The Puerto Rican euphonia is found throughout the island of Puerto Rico. It inhabits a variety of landscapes including the interior and edges of evergreen, deciduous, and secondary forests. It especially favors areas heavy with mistletoe (Loranthaceae). In elevation it ranges from sea level to the island's highest point at about 1300 m.

==Behavior==
===Movement===

The Puerto Rican euphonia is generally considered to be a resident species. However, some movement to lower elevations after breeding have been suggested.

===Feeding===

The Puerto Rican euphonia feeds on small fruits, almost entirely those of mistletoe. It includes smaller amounts of other fruits and also small arthropods in its diet. It feeds mostly in the forest canopy. It forages mostly in pairs and occasionally joins mixed-species feeding flocks.

===Breeding===

The Puerto Rican euphonia apparently breeds throughout the year with the greatest activity between March and June. Its nest is a side-entrance sphere made from lichens, moss, bark strips, and spider web and lined with finer plant material. It is typically well hidden in moss or an epiphyte. Nests have been found between about 3 and 20 m above the ground.

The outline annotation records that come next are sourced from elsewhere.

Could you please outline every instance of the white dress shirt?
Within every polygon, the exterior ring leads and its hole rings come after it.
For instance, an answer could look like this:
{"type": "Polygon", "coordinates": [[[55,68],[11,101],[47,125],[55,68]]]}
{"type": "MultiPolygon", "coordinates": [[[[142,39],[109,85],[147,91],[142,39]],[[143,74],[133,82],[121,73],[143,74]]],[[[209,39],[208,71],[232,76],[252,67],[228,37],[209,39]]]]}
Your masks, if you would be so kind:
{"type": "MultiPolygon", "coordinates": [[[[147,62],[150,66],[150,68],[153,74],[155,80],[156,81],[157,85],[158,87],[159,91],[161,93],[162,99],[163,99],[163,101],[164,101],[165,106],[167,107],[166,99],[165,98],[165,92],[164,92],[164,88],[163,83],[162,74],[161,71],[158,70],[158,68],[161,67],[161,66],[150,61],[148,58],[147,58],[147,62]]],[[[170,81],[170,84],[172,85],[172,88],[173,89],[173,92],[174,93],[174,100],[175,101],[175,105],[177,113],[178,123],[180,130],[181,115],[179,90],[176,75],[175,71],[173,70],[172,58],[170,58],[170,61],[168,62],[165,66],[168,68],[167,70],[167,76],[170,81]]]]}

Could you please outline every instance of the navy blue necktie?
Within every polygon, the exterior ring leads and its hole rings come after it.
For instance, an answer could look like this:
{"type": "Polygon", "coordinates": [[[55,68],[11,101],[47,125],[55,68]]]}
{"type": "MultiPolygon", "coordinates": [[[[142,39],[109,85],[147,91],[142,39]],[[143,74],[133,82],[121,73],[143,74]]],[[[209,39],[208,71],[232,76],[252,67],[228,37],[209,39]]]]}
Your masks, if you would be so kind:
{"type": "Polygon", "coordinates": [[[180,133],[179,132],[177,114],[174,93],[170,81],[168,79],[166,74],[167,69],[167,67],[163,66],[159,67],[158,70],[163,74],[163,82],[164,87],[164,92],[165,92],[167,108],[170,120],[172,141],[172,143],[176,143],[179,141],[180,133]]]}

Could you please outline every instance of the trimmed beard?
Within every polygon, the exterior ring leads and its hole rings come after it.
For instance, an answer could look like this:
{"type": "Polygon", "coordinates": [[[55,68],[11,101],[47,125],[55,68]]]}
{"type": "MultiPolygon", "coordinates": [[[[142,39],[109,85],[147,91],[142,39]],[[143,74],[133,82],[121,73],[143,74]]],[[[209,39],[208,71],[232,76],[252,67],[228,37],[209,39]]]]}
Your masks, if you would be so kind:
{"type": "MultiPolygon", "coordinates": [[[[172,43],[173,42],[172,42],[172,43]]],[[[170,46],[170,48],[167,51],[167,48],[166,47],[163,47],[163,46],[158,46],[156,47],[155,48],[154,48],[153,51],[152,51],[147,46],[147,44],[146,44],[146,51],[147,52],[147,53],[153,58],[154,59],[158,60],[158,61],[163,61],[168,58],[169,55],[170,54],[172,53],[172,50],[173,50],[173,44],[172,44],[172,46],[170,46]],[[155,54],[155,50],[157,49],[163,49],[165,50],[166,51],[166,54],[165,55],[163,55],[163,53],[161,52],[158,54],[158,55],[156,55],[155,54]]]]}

The usual clutch is two to four eggs that are a slightly glossy white with mauve or reddish brown markings. The incubation period, time to fledging, and details of parental care are not known.

===Vocalization===

Both male and female Puerto Rican euphonias sing, with females typically having the more complex song. The song is a rambling, jumbled series of rapid squeaks, whistles, and tink notes. Another description of the song is "a trilling, tinkling tuc-tuc-tuc..., punctuated with sharp whistles, often in long rambling discourse for up to 20 minutes with little or no pause". While foraging it makes "a plaintive whistle".

==Status==

The IUCN has assessed the Puerto Rican euphonia as being of Least Concern. It has a restricted range; its population size is not known but is believed to be stable. No immediate threats have been identified and it does not appear to be trapped for the pet trade. It is considered locally common overall. It is common in El Yunque National Forest and also occurs in other protected areas.